Article

Efficacy of naltrexone in smoking cessation: A preliminary study and an examination of sex differences

Department of Health Studies, University of Chicago, Chicago, Illinois, United States
Nicotine & Tobacco Research (Impact Factor: 2.81). 10/2006; 8(5):671-82. DOI: 10.1080/14622200600789767
Source: PubMed

ABSTRACT This double-blinded, placebo-controlled trial evaluated the efficacy of naltrexone as an adjunct to standard smoking cessation treatment. Participants (N = 110) were adult male and female nicotine-dependent smokers who expressed interest in quitting smoking. All subjects received six sessions of behavioral counseling (1 hr/session for 6 weeks), and 1 month of the nicotine patch (21 mg for the first 2 weeks, 14 mg the third week, 7 mg the fourth week). Subjects were randomly assigned to the naltrexone or placebo group. The naltrexone group started at 25 mg daily for 3 days prior to the quit date, and increased to 50 mg/day on the quit date and following 8 weeks. At the end of medication treatment, the naltrexone group had better quit rates versus the placebo group (48% quit on naltrexone vs. 41% on placebo), but this difference was not statistically significant. However, men and women differed on several measures: in the placebo group, women had significantly lower quit rates than men (39% vs. 67%, p<.05), but in the naltrexone group, women had quit rates comparable with those of men (58% vs. 62%, p = ns).
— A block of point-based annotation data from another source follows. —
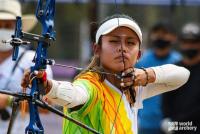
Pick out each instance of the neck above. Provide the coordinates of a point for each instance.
(114, 80)
(5, 55)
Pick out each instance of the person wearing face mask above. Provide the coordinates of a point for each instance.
(12, 71)
(162, 38)
(184, 103)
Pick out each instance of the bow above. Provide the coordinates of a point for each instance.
(45, 14)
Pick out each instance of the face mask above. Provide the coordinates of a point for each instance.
(5, 34)
(190, 53)
(161, 44)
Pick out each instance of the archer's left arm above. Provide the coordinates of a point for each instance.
(168, 77)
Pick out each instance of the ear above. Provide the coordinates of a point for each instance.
(96, 49)
(139, 55)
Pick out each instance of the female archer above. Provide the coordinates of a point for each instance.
(107, 95)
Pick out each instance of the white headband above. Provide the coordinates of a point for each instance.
(112, 24)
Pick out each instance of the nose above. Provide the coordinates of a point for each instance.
(122, 47)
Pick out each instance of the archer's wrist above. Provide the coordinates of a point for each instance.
(48, 86)
(151, 75)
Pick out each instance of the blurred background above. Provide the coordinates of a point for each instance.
(74, 26)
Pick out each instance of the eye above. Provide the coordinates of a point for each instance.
(114, 41)
(131, 43)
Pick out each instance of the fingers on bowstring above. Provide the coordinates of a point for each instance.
(127, 72)
(39, 73)
(25, 79)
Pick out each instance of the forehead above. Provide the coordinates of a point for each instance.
(7, 21)
(123, 31)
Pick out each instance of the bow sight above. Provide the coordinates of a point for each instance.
(45, 14)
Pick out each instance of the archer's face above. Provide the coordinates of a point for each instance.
(119, 50)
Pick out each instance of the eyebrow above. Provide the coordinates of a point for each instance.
(129, 37)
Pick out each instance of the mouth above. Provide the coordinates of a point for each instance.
(121, 58)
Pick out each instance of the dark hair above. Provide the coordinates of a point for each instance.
(190, 32)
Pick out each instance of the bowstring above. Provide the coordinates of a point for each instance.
(122, 53)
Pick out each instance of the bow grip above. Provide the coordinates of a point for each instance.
(17, 35)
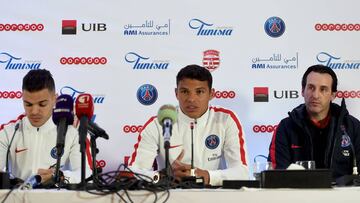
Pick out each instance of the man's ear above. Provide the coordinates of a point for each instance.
(212, 93)
(176, 93)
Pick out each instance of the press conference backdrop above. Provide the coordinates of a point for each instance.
(127, 54)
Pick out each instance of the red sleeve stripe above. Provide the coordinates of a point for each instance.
(133, 156)
(272, 149)
(88, 154)
(241, 137)
(12, 121)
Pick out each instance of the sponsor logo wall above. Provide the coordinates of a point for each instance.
(128, 62)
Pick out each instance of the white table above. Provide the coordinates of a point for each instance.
(244, 195)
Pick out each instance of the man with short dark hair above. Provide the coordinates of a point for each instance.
(33, 151)
(318, 130)
(217, 132)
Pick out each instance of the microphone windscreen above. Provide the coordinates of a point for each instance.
(64, 109)
(84, 106)
(167, 111)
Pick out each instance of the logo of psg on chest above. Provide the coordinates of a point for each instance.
(212, 141)
(53, 153)
(345, 141)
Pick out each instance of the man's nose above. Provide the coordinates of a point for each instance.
(34, 109)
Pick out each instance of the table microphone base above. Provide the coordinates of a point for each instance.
(348, 180)
(192, 182)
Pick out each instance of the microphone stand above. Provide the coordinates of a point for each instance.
(192, 181)
(167, 134)
(5, 176)
(82, 141)
(59, 150)
(94, 151)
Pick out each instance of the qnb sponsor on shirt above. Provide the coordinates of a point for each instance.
(337, 27)
(83, 60)
(98, 99)
(15, 63)
(21, 27)
(10, 94)
(224, 94)
(348, 94)
(207, 29)
(132, 128)
(264, 128)
(334, 62)
(143, 63)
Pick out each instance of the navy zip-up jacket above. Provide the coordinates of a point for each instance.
(292, 140)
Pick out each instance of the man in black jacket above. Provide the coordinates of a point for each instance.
(318, 130)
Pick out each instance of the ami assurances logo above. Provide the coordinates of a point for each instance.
(148, 28)
(69, 27)
(209, 29)
(276, 61)
(144, 63)
(335, 62)
(12, 62)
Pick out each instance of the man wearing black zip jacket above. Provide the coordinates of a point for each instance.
(318, 130)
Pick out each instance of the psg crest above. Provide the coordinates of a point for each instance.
(211, 59)
(212, 141)
(274, 27)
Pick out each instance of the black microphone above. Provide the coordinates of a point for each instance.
(63, 116)
(192, 171)
(167, 116)
(95, 130)
(354, 179)
(8, 151)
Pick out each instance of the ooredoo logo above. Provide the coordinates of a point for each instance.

Further examination revealed that naltrexone significantly reduced men's and women's cessation-related weight gain and selectively reduced women's urge to smoke to relieve negative affect and withdrawal. The results suggest continued examination of naltrexone as an adjunct in smoking cessation, particularly in female smokers, who have historically shown worse outcomes with traditional treatment methods.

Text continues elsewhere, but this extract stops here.